Two award-winning translators present the definitive English versions of Fyodor Dostoevsky’s strikingly original short novels The Double and The Gambler
“Pevear and Volokhonsky may be the premier Russian-to-English translators of the era.”—The New Yorker
The Double is a surprisingly modern hallucinatory nightmare—foreshadowing Kafka and Sartre—in which a minor official named Goliadkin becomes aware of a mysterious doppelganger, a man who has his name and his face and who gradually and relentlessly begins to displace him with his friends and colleagues. In the dilemma of this increasingly paranoid hero, Dostoevsky makes vividly concrete the inner disintegration of consciousness that would become a major theme of his work.

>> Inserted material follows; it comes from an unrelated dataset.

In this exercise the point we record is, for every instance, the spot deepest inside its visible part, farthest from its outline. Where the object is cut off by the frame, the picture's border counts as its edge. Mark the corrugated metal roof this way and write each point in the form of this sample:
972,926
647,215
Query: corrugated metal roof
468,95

The Gambler is a stunning psychological portrait of a young man’s exhilarating and destructive addiction to gambling, a compulsion that Dostoevsky—who once gambled away his young wife’s wedding ring—knew intimately from his own experience. In chronicling the disastrous love affairs and gambling adventures of Alexei Ivanovich, Dostoevsky explores the irresistible temptation to look into the abyss of ultimate risk that he believed was an essential part of the Russian national character.
Chillingly psychological with timeless portrayals of obsession and destruction, these stunning translations offer a glimpse into the mind of one of the nineteenth century’s most acclaimed writers.